Es innegable que los hechos de corrupción no sólo afectan el erario de los bogotanos sino retrasan la marcha de los proyectos financiados con los dineros desfalcados, entorpecen la economía de los contratistas, disminuyen la confianza ciudadana en las instituciones políticas, ralentizan los procesos institucionales, vuelven rémora las prácticas organizacionales de las instituciones estatales y ayuden a corromper la conciencia de la totalidad de los funcionarios públicos. Y en el peor de los casos, como hemos atestiguado con el contralor Morales-Russi, son los encargados de controlar nuestros recursos quienes contribuyen al camino del puerto limpio de los sucios actos.
Tenemos historia que contar siendo robados. Según declaraciones en 2018 del Veedor Distrital de Bogotá Jaime Torres Melo, sólo en aquello que se puede probar los bogotanos perdimos más de 91 mil millones de pesos en el período comprendido entre 2000 y 2009. La triste realidad, supondríamos, es que la mayoría de las conductas tipificadas como cohecho, peculado, concusión, soborno o tráfico de influencias, no son detectadas por los entes de control, la lupa de la opinión pública, aunque en gran proporción tristemente advertidas por la percepción ciudadana.
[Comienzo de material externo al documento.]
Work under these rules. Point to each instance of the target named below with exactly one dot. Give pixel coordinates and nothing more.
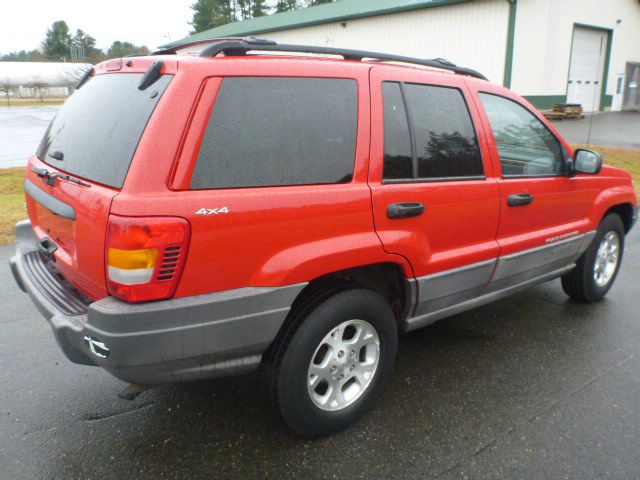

En Bogotá, existen factores sociopolíticos que facilitan las prácticas corruptas: la baja divulgación de la información institucional por parte de las entidades estatales, los obstáculos para que la ciudadanía acceda a las informaciones de interés público, las marrullerías en los procesos de gestión administrativa, las flaquezas en el control interno y externo de gestión estatal –tal como se apreció en el Carrusel de la Contratación con la joyita del otrora contralor-. Según el mismo Torres Melo, los mayores riesgos de corrupción en Bogotá recaen sobre el Departamento Administrativo del Servicio Civil Distrital, la Unidad Administrativa Especial de Servicios Públicos, la Secretaría de Desarrollo Económico, el Jardín Botánico, el Instituto Distrital para la Protección de la Niñez y la Juventud, siendo el Concejo de Bogotá la institución pública que más peligra.
Una reciente evaluación de la Veeduría Distrital mostró que 9 de las 15 Secretarías Distritales de nuestra capital presentan deficiencias para combatir la corrupción. Según este estudio el 53% de los servidores públicos del distrito asegura que no denunciaría actos de corrupción. De ese 53 por ciento, el 13% no denuncia por represalias, el 12 por ausencia de mecanismos de denuncia que garanticen protección al denunciante, el 11 % por ausencia de investigación o castigo, el 9 por evitar vendettas, el 7 por no saber cómo denunciar y el 1% por la complejidad que resulta interponer una denuncia.
Las percepciones que intervienen en la abstención de la denuncia no son infundadas. La veeduría encontró que sólo seis de las nueve secretarías tienen procedimientos para el trámite de denuncias; que 31 de las 34 entidades públicas del distrito no cuentan con lineamientos de protección al denunciante y que 16 de esas 34 no presentan lineamientos de custodia para la protección de los datos del denunciante.
Los bogotanos contamos con un deshonroso 7% de la torta nacional en hechos de corrupción, según Así se mueve la corrupción, un reciente informe de la corporación Transparencia por Colombia. Diecinueve hechos de corrupción presentados en el período 2016-2018 nos dejan mal parados. Así las cosas la corrupción nos carcome, mientras los bogotanos podemos comernos a los corruptos.